I think we can definitely have more of both than what we currently have, the primary issue today is mostly political dragons standing in the way of some reasonable economic fine tuning.
So like every Bay area tech worker jumping on a bus at 8:00am until leaving the office after 6pm. And those few of us who don't want that are pressured by managers happy unleash a PIP.
You're making my point. People, including my grandfather, are moving because they put their career above people, family, friends, and relationships. And when they get there, they're still themselves and the grass isn't greener, but they get a Lexus rather than a Camry -- woop-de-doo.
Sadly, in the post-WWII decades, it seems that the American Dream has consisted of getting the hell away from your parents, and/or getting the hell out of this podunk rural town and into the Big City.
Now both of those can be tragedies in their own way. In the 1970s there was a notorious upheaval in TV programming known as "The Rural Purge": https://en.wikipedia.org/wiki/Rural_purge
Basically, a lot of TV series which were set in rural or pastoral settings, were outright canceled in favor of urban shows, including "fish out of water" fare such as The Beverly Hillbillies. And prime time TV has never been the same since then!

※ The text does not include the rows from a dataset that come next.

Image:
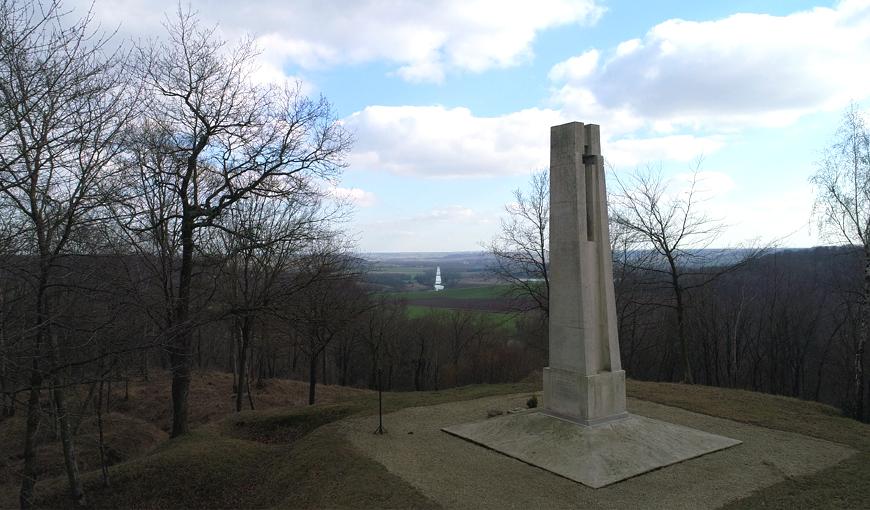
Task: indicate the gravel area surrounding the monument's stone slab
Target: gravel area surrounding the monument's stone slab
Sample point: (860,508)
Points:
(458,474)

So it was inevitable that there have been waves of urbanization, and commensurate de-ruralization. As people got into STEM, they needed to get off the farm. If it was no longer possible to make a living on a ranch, then people needed to get into the cities. Including minorities such as Black Americans, who may find more opportunity on the fringes of society, and less discrimination or injustice, after a while anyway.
And there has been a streak of independence as well. American kids are raised to resent their parents and long for something else. Sometimes they don't know what that is, just that they can't find it at home. So an American kid, especially the boys, they're conditioned and poised to leave home as soon as they're 18. Go far away to college and stay away. Leave the nest behind and make it on your own [even if your family already lived in a nice big city.]

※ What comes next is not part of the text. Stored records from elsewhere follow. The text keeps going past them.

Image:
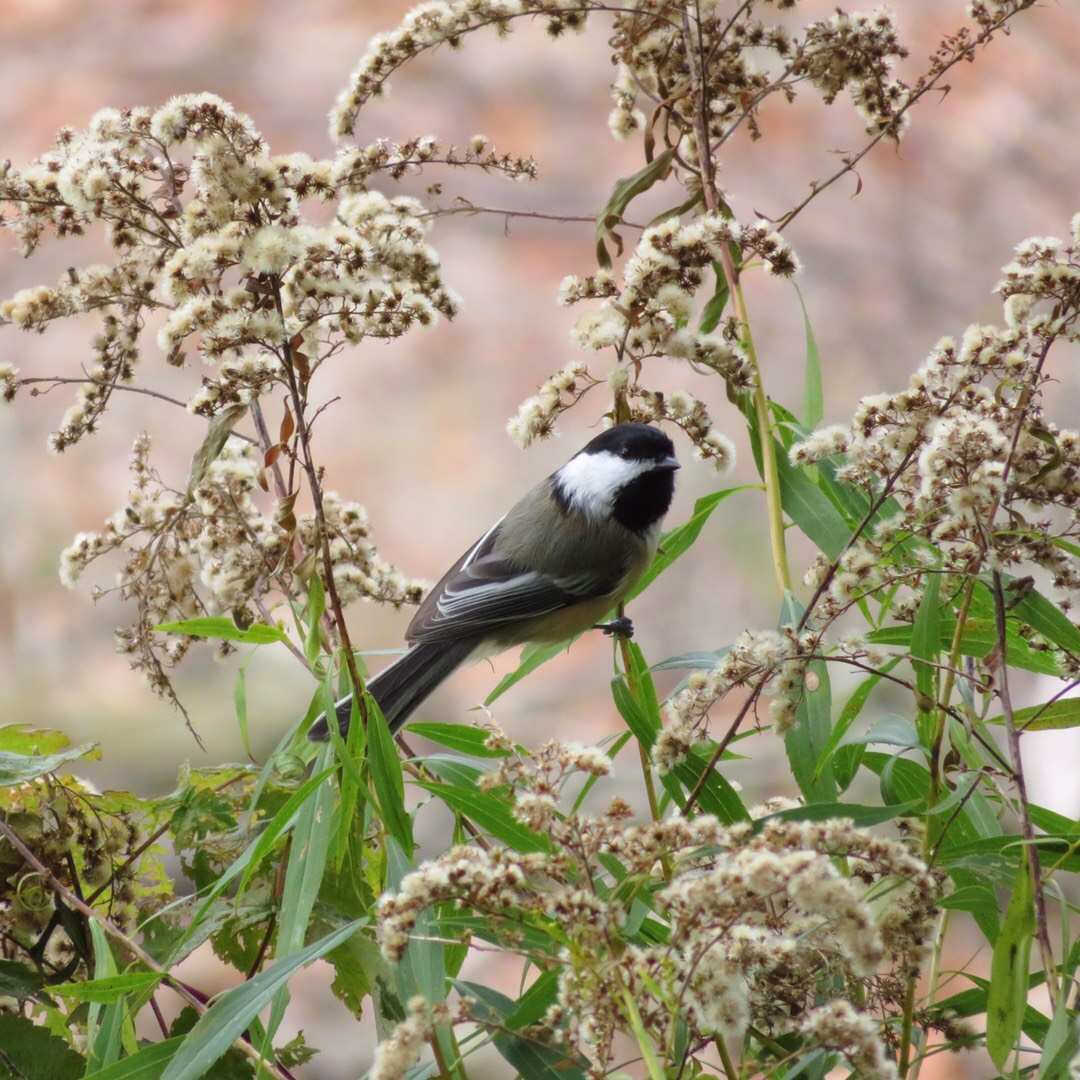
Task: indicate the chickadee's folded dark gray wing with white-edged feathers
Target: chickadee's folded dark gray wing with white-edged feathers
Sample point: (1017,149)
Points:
(483,591)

Even I was infected with this so-called "American Dream", and not realizing how good I had things at home, I wanted to get out of there, get far away, make it on my own, but I couldn't. I couldn't fend for myself and I crashed and burned; I hit rock bottom without my family's support. I never should have left in the first place, but now the deed is done.

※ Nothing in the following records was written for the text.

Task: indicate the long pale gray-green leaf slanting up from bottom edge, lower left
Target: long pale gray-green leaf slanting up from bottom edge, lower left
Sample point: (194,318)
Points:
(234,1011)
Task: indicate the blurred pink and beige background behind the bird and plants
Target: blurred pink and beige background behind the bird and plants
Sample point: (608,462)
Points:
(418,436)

In the 1950s the propaganda supported the "Nuclear Family" concept, and extended families started splintering. It's often not cool for parents to live with their married, adult children, or to have a large family house that fits everyone. The kids go away and they hole up in 1BR apartments alone, to fend for themselves independently, for better or worse. Women enter the workforce, willingly or unwillingly.
I would say at this point, that whoever has purchased a home and the land underneath it, they're done moving. Perhaps fewer are looking to purchase homes far away from where they already are. I myself decided I'd never relocate again, back in 1999, because it just wasn't worth it anymore, and also because I found myself in a really ideal location that offered no reasons to leave.